In an interview Thursday on 97.1-FM in Columbus, Meyer acknowledged his concerns about Big Ten recruiting lagging behind the SEC and said this needs to be the focus of the discussions Monday at the conference coaching meeting.
Some media outlets have run with this, suggesting Meyer is going sit there with Brady Hoke, Bo Pelini, Bill O'Brien, Mark Dantonio, Jerry Kill, etc., and tell them it's time to step up their recruiting game. Can you imagine?
I wanted to make sure Meyer wasn't taken out of context, so I went back to listen to the interview.

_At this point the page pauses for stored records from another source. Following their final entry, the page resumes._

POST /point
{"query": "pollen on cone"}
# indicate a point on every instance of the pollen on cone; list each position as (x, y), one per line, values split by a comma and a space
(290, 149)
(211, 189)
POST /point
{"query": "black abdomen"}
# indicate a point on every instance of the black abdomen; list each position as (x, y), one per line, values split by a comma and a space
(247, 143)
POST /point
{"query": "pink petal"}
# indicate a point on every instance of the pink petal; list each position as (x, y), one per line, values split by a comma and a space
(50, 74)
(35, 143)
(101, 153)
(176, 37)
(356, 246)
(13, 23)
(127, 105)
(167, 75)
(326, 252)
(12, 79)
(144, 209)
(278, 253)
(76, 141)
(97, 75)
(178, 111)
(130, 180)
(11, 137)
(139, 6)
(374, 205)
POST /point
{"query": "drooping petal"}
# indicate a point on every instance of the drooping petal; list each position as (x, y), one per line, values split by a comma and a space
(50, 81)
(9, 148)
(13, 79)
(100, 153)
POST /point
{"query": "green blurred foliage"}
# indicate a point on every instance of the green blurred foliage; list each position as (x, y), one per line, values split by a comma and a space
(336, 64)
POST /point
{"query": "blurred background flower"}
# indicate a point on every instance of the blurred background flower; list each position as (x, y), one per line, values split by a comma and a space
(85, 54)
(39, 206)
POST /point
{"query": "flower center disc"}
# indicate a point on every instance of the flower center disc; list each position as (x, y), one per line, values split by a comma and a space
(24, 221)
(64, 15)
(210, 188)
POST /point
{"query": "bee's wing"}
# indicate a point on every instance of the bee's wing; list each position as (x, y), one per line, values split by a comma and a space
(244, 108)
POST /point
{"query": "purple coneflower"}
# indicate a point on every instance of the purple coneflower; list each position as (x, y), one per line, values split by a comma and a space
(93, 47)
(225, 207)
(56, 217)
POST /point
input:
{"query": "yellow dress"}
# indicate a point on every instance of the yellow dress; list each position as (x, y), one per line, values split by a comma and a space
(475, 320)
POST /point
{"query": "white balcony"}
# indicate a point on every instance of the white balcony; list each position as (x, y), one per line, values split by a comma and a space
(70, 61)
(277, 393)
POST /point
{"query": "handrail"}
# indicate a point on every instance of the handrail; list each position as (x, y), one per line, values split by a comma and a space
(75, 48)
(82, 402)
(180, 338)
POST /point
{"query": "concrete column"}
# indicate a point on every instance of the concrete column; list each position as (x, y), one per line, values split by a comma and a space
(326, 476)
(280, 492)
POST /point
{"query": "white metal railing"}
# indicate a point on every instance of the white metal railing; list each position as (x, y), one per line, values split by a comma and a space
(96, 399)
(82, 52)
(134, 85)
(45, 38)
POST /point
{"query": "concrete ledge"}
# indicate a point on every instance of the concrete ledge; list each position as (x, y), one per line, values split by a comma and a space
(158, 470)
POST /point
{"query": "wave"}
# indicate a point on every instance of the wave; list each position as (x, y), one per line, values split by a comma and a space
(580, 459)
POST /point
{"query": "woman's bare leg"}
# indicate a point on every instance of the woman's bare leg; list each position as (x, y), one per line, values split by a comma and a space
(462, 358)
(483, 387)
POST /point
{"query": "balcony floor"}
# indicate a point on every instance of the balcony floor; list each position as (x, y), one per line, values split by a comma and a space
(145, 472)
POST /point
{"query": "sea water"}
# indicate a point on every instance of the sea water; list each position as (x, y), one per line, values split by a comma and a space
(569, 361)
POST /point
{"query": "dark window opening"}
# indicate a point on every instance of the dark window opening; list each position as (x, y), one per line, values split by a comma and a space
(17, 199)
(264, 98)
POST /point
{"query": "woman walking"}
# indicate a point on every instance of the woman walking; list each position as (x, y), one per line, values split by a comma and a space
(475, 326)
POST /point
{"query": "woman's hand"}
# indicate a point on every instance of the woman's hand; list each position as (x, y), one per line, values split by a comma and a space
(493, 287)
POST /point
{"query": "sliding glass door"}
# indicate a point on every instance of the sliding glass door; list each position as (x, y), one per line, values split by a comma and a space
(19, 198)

The question comes at the 2:25 mark:
Question: "Urban, you won two national titles in the SEC, and that league is on a heck of a roll, and I know you get asked this question all the time. ... You guys are on a heck of a roll right now, your rival to the north [Michigan] seems to be doing pretty good -- they had the nice class [Wednesday]. Is there any concern for you that the rest of the Big Ten isn’t holding up its end of the bargain, and do you think that’s important for what you’re trying to build here at Ohio State?"
Meyer: "Well, it’s not only important, it’s essential. It has to happen. And I don’t know enough about what goes on in the other programs. I know I have a lot of respect for the tradition and their historical success they’ve had, but we do need to as a conference need to keep pushing that envelope to be better. And I think ... our whole conversation [Monday] needs to be about how do we recruit? When you see 11 of the SEC teams are in the Top 25 in recruiting, that’s something we need to continue to work on and improve."
Here's the breakdown of the Top 40 classes, as ranked by Rivals.com:
SEC -- Alabama (1), Florida (4), LSU (6), Ole Miss (7), Auburn (8), Texas A&M (10), Georgia (12), South Carolina (16), Vanderbilt (19), Tennessee (20), Mississippi State (25), Arkansas (26), Kentucky (28), Missouri (39).
BIG TEN -- Ohio State (2), Michigan (5), Nebraska (17), Michigan State (38).
Now, if Meyer wants to lead a discussion about how to put the Big Ten, as a whole, in better position to recruit, more power to him. He has concerns about 11 a.m. (Central) kickoffs, for example, and the difficulty teams have getting recruits to campus in time after their Friday night games.
But he didn't handle the question very well. He could have taken the high road and been careful not to make it sound like he was calling out the other coaching staffs. His isn't the only one that recruits 24/7/365.
This year's 61st-ranked Gophers class can't match up with Ohio State's. Is that because Urban Meyer outhustled and outflanked Jerry Kill? Not necessarily. There are countless factors that go into it -- a program's recent success, facilities, game-day atmosphere, nearby talent pools.
Ohio State signed 10 players from Ohio, including five that are ranked as four-star recruits. Minnesota's talent crop was way down this year, so the Gophers signed one in-state kid and got the rest from 11 other states, including Florida (four), Georgia (three), Texas (two) and California (one).
Kill's staff combed the country, just as Meyer's did. The assistant coaches were everywhere, and Kill made home visits to all but one of the players Minnesota signed.
"This is the hardest as a head coach that I've gone in 32 years," Kill said Wednesday. "I mean, I have competed, hard. Because I know I have to."
So Meyer might have some ideas about game times and other logistics. But to suggest that he's going to give Kill and these other coaches a little kick in the butt Monday? Please.